Anyone who faced a Roman cross never came back alive.  There was only one outcome to this trip and the road was paved with brutality, and unbelievable agony.  For them the cross was a cruel instrument of death, it was not an artistic statue or a piece of jewellery.  Today there are electric chairs, a gas chamber, a hangman’s noose, a firing squad.  In that day there was the Roman cross.

I have a close friend who is a medical pathologist.  He performs many autopsies each year.  He knows what happens to bodies as they die. In 1986 he wrote an article in a major medical journal that summarized his quest to understand what happens during a crucifixion and therefore what would have happened to Jesus.  Some of you may have heard these details before, for others this may be new.  Its not a pleasant read.  It will turn your head and heart inside out.  It’s something that many cannot read or entertain. But it’s true.

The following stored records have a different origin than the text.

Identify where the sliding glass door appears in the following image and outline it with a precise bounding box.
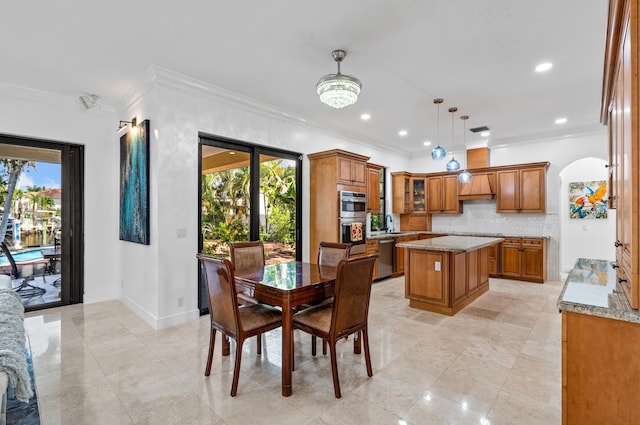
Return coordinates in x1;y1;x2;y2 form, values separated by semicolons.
198;135;302;311
0;135;83;310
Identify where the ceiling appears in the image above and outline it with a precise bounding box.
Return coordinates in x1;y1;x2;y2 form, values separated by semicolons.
0;0;607;153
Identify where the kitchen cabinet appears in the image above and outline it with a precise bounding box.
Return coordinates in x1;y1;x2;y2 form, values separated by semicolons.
427;174;462;214
307;149;369;263
562;310;640;425
367;163;384;213
600;0;640;309
499;238;547;283
336;155;368;186
393;235;420;277
409;177;427;213
487;244;502;277
366;239;378;280
391;171;411;214
496;162;549;214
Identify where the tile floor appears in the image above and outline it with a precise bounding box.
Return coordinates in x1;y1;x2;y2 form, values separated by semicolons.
25;278;561;425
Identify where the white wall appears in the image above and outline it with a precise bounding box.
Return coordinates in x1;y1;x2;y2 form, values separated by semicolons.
558;158;616;273
408;131;615;280
0;83;121;303
119;68;406;328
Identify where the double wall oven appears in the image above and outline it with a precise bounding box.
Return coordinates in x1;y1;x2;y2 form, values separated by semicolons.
339;191;367;254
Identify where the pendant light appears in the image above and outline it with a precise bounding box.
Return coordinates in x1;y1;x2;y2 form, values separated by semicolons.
431;98;447;161
458;115;473;183
447;106;460;171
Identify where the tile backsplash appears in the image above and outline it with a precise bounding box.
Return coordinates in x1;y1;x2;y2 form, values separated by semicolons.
431;200;560;280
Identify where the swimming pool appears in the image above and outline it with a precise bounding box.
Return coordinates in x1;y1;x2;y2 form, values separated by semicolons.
0;248;44;267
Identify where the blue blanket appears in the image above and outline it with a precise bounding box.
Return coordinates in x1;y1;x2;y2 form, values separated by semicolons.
0;288;33;403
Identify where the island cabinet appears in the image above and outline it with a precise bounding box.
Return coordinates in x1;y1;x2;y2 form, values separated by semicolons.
499;238;547;283
496;162;549;214
367;163;384;213
398;236;502;316
393;235;420;277
427;174;462;214
600;0;640;309
307;149;369;263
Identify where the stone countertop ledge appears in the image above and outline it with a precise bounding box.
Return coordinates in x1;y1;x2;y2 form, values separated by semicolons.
396;236;504;252
557;258;640;323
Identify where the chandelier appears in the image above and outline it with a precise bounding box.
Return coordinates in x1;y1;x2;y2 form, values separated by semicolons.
316;50;362;109
458;115;473;183
447;106;460;171
431;98;447;160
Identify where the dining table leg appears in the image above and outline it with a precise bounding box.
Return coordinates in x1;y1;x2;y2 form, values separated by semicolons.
282;305;293;397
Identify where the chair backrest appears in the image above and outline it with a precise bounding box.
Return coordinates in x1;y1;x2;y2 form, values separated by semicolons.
231;241;264;270
329;254;378;337
318;242;351;267
197;254;239;337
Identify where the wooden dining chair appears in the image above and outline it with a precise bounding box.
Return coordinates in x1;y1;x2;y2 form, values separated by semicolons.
308;241;351;356
197;254;282;397
293;254;378;398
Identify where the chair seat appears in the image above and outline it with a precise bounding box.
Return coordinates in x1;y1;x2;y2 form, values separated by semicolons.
238;304;282;332
293;303;333;335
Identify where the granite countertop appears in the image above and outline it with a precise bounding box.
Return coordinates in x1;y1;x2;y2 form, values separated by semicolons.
367;230;549;239
557;258;640;323
396;236;504;252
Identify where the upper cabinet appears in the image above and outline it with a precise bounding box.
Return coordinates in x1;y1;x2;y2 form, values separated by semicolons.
367;164;384;213
427;174;462;214
496;162;549;213
600;0;640;309
337;154;367;186
409;177;427;213
391;171;411;214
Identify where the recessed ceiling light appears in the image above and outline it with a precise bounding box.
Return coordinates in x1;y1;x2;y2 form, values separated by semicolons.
536;62;553;72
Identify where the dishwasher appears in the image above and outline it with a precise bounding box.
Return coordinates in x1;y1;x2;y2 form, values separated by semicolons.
378;239;395;279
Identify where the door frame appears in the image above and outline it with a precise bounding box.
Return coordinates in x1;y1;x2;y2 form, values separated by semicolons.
197;132;303;315
0;134;84;311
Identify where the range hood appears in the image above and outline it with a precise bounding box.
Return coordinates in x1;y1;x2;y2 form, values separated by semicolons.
458;148;496;201
458;170;496;201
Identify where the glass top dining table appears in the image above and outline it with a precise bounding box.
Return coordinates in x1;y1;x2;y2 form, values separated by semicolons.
235;261;337;397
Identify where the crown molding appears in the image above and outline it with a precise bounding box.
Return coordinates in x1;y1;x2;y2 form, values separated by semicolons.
124;65;410;155
0;82;115;112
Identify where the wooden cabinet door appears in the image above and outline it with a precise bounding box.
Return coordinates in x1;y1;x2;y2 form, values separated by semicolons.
338;157;367;186
496;170;520;213
442;175;462;214
500;238;522;277
391;172;410;214
521;245;544;280
487;244;502;276
367;166;381;213
427;176;443;214
409;177;427;212
518;168;546;213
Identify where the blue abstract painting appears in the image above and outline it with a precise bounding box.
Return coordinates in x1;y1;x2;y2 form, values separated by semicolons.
120;120;149;245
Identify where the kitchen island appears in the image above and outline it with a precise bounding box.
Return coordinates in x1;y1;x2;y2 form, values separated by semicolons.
396;236;504;316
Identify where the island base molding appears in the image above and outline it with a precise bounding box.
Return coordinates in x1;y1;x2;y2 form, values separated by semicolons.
409;282;489;316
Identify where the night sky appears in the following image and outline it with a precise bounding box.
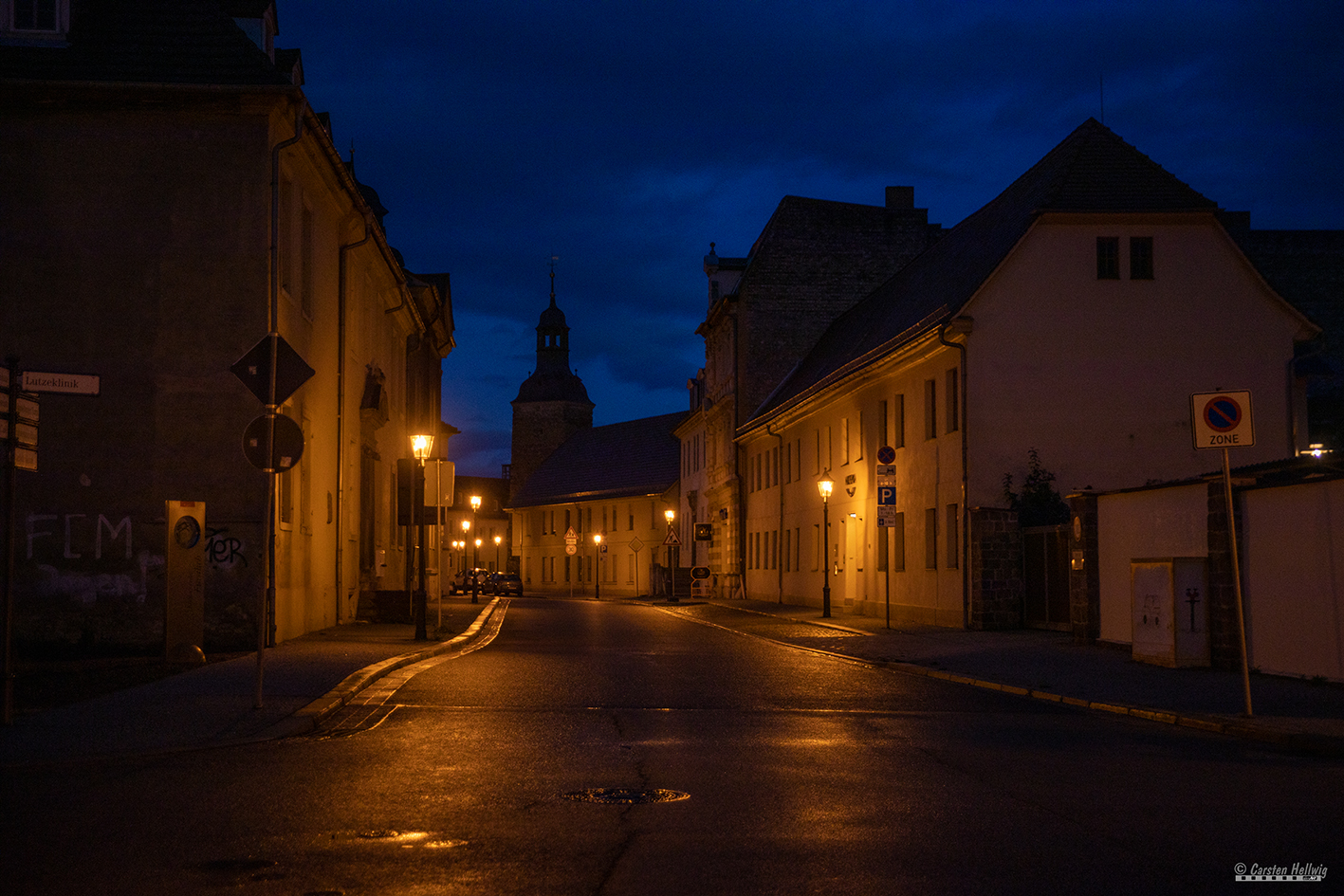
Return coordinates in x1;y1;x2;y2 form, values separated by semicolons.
277;0;1344;476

The process of crucifixion began with stripping the person completely naked and tying the person to a wooden post with their arms above their head.  Our pictures of Jesus during his beating and on the cross have him wearing a loin cloth.  It’s done out of our sense of modesty. However there was no loin cloth at all. This was done to completely humiliate the person.

Soldiers would beat the back of the victim with a scourge laced with thorns or jagged bits of bone.  The effect was to shred the muscles of the shoulders, back and sides down to the bones.  Some victims died from this flogging alone.  Jesus lost an enormous amount of blood but somehow survived. 

After the beating the victim was to carry the horizontal beam of the cross to the site of the crucifixion on top of the shoulders which had just been shredded.  Jesus crumbled under the weight and pain.  A stranger carried it for him.  Then a spike 5 to 7 inches long was driven into the both wrists and the feet as the body was attached to the cross.  Our pictures show the nail holes in the palm of the hand, but the nail was actually put into the wrist so that the bones would hold the body in suspension.

The cross was lifted and dropped into a small hole with a thud and the full weight of the body was now hanging by these three nails.  There was no anaesthesia, only searing pain.  This did not kill the victim however.  Usually the victim died from suffocation.  Unable to lift the body,  the person was strangled as they struggled for a breath of air.  If the soldiers were in a hurry to finish the job they would break the legs of the victim to make it more difficult to push up and catch a breath.  Death came quickly then and only death released the victim from the excruciating pain and agony. How remarkable that Jesus was able to say a few words from the cross.  How remarkable the content of those words. 

“My God why have you forsaken me?”

“Father forgive.”

“I am thirsty.” 

“Here is your son, here is your mother.”

“Today you will be in paradise.”

“It is finished.” 

“Father into your hands I commend my spirit.”

The cross the woman in the jewellery store sells is not just a cultural symbol.  It does not have a cute little man on it.  The cross is a symbol of the depth of human cruelty and torture.  When a man or a woman, a boy or a girl in the Roman Empire thought of the cross, they thought of only one thing, a gruesome one way journey to humiliation, excruciating pain, and death.

The next time you see a cross somewhere, stop, ponder, remind yourself of what it represents.  And then offer your heart to Jesus who, “For the joy set before him he endured the cross, scorning its shame, and sat down at the right hand of the throne of God.